Mais alguns segundos de silêncio entre os dois. E o especialista respondeu:

- Não estou aqui para fazer-lhe pergunta alguma. Quero apenas externar a minha admiração.

Um ligeiro movimento na sobrancelha direita do psicopata parecia denotar desconfiança.

- O segredo para traçar o perfil psicológico é pensar de um modo semelhante ao de quem investigamos. Além disso, existe a demanda de uma certa identificação com o criminoso. – O especialista falava como um professor aos seus alunos. – O sucesso de um analista comportamental se deve ao fato de deixar passar por sua mente, através de uma similaridade, os tipos de sentimentos, pensamentos e motivações dos assassinos que ele estuda e caça.

O grupo de policiais saiu do transe. Olhavam uns para os outros, indignados com aquelas afirmações. Recusavam-se a admitir que se assemelhavam, mesmo em escala ínfima, com os detentores de uma mente criminosa. Não, mil vezes não.

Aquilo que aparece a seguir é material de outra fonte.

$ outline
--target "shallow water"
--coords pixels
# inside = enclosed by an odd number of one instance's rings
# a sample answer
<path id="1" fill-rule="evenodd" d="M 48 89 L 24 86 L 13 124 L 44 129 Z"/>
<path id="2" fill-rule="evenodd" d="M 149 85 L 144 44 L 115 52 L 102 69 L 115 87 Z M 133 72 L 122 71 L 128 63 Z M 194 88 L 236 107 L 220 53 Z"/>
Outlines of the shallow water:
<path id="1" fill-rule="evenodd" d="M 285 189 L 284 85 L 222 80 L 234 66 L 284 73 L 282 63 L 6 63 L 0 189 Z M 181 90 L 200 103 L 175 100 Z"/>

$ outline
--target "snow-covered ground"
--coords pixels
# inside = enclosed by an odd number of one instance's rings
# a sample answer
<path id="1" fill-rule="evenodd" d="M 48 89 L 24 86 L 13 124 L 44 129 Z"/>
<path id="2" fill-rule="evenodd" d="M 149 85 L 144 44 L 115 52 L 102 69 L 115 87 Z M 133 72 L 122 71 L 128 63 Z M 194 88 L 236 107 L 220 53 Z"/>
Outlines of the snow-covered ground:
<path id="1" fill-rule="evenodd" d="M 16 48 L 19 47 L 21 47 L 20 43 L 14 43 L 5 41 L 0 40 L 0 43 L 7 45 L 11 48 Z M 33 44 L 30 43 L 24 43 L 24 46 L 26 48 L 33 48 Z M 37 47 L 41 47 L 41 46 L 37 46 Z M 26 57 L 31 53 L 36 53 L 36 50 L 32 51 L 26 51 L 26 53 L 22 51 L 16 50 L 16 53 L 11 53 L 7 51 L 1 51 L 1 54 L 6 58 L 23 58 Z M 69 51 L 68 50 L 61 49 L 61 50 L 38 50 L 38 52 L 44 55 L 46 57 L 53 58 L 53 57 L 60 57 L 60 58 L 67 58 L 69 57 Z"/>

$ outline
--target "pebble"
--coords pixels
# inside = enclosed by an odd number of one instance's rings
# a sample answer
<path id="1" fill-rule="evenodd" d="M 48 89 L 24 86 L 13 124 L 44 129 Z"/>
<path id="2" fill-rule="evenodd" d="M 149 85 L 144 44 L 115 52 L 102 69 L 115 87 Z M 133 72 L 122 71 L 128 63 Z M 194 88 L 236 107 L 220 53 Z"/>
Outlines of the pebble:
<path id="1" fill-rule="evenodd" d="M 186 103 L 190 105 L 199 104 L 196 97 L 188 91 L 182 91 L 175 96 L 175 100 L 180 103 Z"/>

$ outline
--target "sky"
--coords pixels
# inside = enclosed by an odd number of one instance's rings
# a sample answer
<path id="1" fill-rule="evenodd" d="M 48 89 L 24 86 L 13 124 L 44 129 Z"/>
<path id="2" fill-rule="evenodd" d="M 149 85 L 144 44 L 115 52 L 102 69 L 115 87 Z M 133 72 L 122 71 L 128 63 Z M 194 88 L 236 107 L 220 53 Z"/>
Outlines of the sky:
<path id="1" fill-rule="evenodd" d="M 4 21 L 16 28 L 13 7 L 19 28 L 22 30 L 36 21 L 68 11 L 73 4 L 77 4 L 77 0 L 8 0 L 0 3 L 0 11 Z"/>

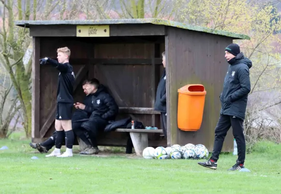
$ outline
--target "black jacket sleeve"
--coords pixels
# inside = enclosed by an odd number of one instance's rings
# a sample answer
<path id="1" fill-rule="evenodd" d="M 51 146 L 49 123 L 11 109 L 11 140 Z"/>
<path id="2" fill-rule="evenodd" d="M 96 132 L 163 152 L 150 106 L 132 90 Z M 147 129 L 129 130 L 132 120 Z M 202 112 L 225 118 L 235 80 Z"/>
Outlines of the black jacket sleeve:
<path id="1" fill-rule="evenodd" d="M 229 100 L 234 102 L 248 94 L 251 91 L 251 82 L 249 69 L 246 67 L 240 68 L 237 72 L 238 79 L 241 88 L 236 91 L 230 96 Z"/>
<path id="2" fill-rule="evenodd" d="M 92 113 L 92 112 L 93 112 L 92 106 L 87 106 L 85 105 L 85 108 L 84 109 L 84 111 L 87 112 L 88 113 Z"/>
<path id="3" fill-rule="evenodd" d="M 104 102 L 108 107 L 109 110 L 102 115 L 102 118 L 107 119 L 117 114 L 119 108 L 112 97 L 108 94 L 105 95 Z"/>
<path id="4" fill-rule="evenodd" d="M 68 66 L 66 64 L 62 64 L 53 59 L 48 58 L 47 62 L 61 72 L 67 72 L 68 70 Z"/>

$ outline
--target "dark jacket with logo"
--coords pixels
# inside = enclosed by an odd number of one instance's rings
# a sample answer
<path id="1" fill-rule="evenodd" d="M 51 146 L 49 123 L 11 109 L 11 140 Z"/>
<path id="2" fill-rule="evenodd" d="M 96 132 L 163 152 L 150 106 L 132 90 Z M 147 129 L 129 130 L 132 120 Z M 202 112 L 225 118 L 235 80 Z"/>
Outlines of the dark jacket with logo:
<path id="1" fill-rule="evenodd" d="M 166 69 L 164 68 L 157 87 L 154 110 L 166 113 Z"/>
<path id="2" fill-rule="evenodd" d="M 90 118 L 99 117 L 107 121 L 114 120 L 118 107 L 113 97 L 100 85 L 97 92 L 92 95 L 92 114 Z"/>
<path id="3" fill-rule="evenodd" d="M 83 103 L 85 105 L 84 110 L 80 109 L 75 110 L 71 119 L 73 129 L 79 128 L 84 121 L 89 120 L 92 113 L 92 95 L 89 94 L 85 97 L 83 101 Z"/>
<path id="4" fill-rule="evenodd" d="M 239 53 L 230 60 L 224 78 L 223 89 L 220 96 L 221 114 L 245 119 L 248 94 L 251 91 L 249 69 L 252 63 Z"/>
<path id="5" fill-rule="evenodd" d="M 90 110 L 92 113 L 81 127 L 90 130 L 104 129 L 108 121 L 115 119 L 119 108 L 114 98 L 107 92 L 105 87 L 101 84 L 97 92 L 92 94 L 91 106 L 87 109 Z"/>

O especialista parecia ser realmente um exímio professor. Mesmo não ouvindo o que se comentava na sala ao lado, ele fez a pausa precisa para retomar sua fala no exato instante em que o silêncio foi retomado pela platéia fardada.

- Só um igual reconhece outro. Não há como alcançar um perfil psicológico certeiro sem uma profunda compreensão da psique de quem é analisado. E esta só é alcançada por meio da similaridade mental.

Diante do impacto dessas palavras, o psicopata se acomodou na cadeira. Será que foi atingido pela sua própria vaidade? Afinal, o especialista não fez nenhuma pergunta infantil. Também não chegou se impondo tiranicamente como os outros policiais fizeram. Conquistou o seu respeito com o olhar e a postura. Se o assassino não tivesse convidado o psicólogo a sentar-se, será que este teria adentrado na sala de interrogatório? Estaria sustentando o seu silêncio eloquente até agora?

E o especialista continuou:

- Acabei de ler a sua ficha. – A pasta aberta foi virada para o psicopata. – Aqui estão descritos os depoimentos dos que cometeram os crimes em seu nome. Não há uma assinatura nas cenas onde cada assassinato ocorreu. Porque cada pessoa, segundo seu jeito próprio de ser, o cometera de forma singular. – O especialista denotava uma verdadeira admiração. – Por que você não deu também uma ordem para tais pessoas deixarem um sinal específico que o identificaria, que seria a sua assinatura?

O suposto mandante cruzou os dedos de suas mãos algemadas e, logo em seguida, coçou a ponta de seu nariz com os dois indicadores esticados. Remexeu mais uma vez na cadeira e olhou frontalmente para o especialista.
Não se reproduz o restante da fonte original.